De acordo com o juiz presidente da Comarca de Portalegre, Francisco Galvão Correia, o incidente de segurança no Tribunal de Ponte de Sor ocorreu durante a preparação de um interrogatório judicial, relacionado com crimes de homicídio na forma tentada.
A mesma fonte relatou que foram efetuados «vários disparos» no interior e nas imediações do edifício, tendo os militares da GNR presentes no tribunal iniciado a perseguição ao suspeito.
O tribunal foi encerrado por razões de segurança.
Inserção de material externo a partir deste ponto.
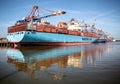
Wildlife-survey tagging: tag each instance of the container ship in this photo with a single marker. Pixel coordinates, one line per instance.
(33, 30)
Nos últimos meses, foram registados «vários episódios de distúrbios e agressões» associados à presença de «grupos rivais» em tribunais da comarca, situações que «chegaram a exigir intervenção policial», acrescentou o juiz presidente da Comarca de Portalegre.
«Na sequência dessas ocorrências, os órgãos de gestão da comarca solicitaram avaliações relativas ao reforço das condições de segurança dos edifícios judiciais, incluindo a eventual instalação de dispositivos de controlo de acessos, como pórticos detetores de metais, sistemas de videovigilância e reforço de vigilância presencial», adiantou.
De acordo com o juiz, a Comarca de Portalegre tinha reportado em abril «preocupações relacionadas com as condições de segurança» em tribunais sem vigilância permanente. «Os factos hoje ocorridos reforçam a necessidade de assegurar condições de segurança adequadas nos tribunais, garantindo a proteção de todos os profissionais e cidadãos que utilizam os edifícios judiciais», alertou.